Acupuncture treatment, which includes manual acupuncture (MA), electro-acupuncture (EA) and other types or other forms, has been used for a variety of pain conditions.7 It is also considered a potential non-pharmacologic intervention to prevent or to slow KOA progression although clinical guidelines have contradictory views.8,9 Our previous pilot study also showed that MA (three sessions per week for 8 weeks) is more feasible and safe compared with sham acupuncture for patients with KOA.10 Since acupuncture was known to reduce systemic concentrations of pro-inflammatory cytokines, the anti-inflammatory effect is suggested as a potential working mechanism. For example, EA at the ST36 acupuncture point reduced the lipopolysaccharide (LPS)-induced serum levels of cytokines TNF-α, monocyte chemotactic protein-1 (MCP-1), and this anti-inflammatory mechanism mediated by the sciatic and vagus nerve.11 Inflammatory cytokine (IL-10) is crucial for analgesic and anti-inflammatory effects of MA in a model of inflammatory muscle pain.12 However, most of these studies use animal models, only a few studies evaluating the serum cytokine concentrations in KOA patients. The mechanisms responsible for acupuncture in KOA adults remain unknown. Therefore, the objective of the current study was to study the potential of cytokine modulation as a working mechanism of EA and MA for KOA patients using data from the Acupuncture for Knee Osteoarthritis Trial (ATKOA).


The current study used data from the Acupuncture for Knee Osteoarthritis Trial (ATKOA), which was had been registered in Clinical Trials. gov (ID: NCT03274713).
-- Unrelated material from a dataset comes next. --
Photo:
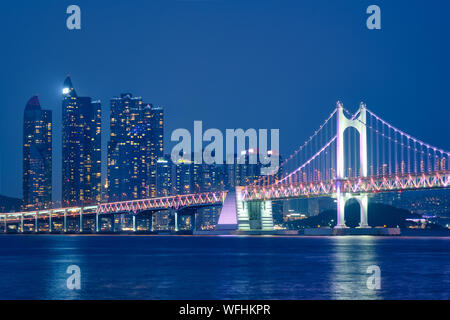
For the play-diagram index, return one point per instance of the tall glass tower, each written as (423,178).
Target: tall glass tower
(37,156)
(81,150)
In short, in this trial subjects willing to undergo testing and intervention procedures were included, using the following criteria: age from 45 to 75, knee pain intensity≥40 on a 100 visual analogue scale (VAS) with a duration of more than 6 months, and radiographic evidence of OA (Kellgren grade II or III) based on weight-bearing radiographs. Eligible subjects were randomized to either an EA group that received electro-acupuncture or an MA group that received manual acupuncture.

Acupuncture treatment was semi-standardized: all participants underwent acupuncture needling at a selection of local or distant traditional acupuncture points have chosen by the acupuncturists according to the principles of traditional Chinese medicine. Needles were inserted at 6–7 local points, which included ST34 (Liangqiu), ST35 (Dubi), ST36 (Zusanli), Heding, Neixiyan, GB33 (Xiyangguan), GB34 (Yanglingquan), SP9 (Yinlingquan), SP10 (Xuehai), LR7 (Xiguan), LR8 (Ququan) and ah shi points, and at 2–3 distal points, which included GB31 (Fengshi), GB36 (Waiqiu), GB39 (Xuanzhong), GB41 (Zulinqi), ST40 (Fenglong), ST41 (Jiexi), LR3 (Taichong), BL60 (Kunlun), SP6 (Sanyinjiao) and KI3 (Taixi). In the EA group, an electrical apparatus (HANS-200A acupoint nerve stimulator, Nanjing Jisheng Medical Co, Ltd.) producing a density wave with a frequency of 2/100Hz was connected to the needles with alligator clips to stimulate pairs of needles inserted at ST36-GB34 and ST34-SP10. The fixed current intensity was uniformly 0.2 mA. In the MA group, needles were inserted at the same points, but no current was passed. The middle wire was cut, although the appearance of the unit was identical. Both EA and MA therapies consist of 24 sessions lasting 30 min each, administered over 8 weeks (usually three sessions per week).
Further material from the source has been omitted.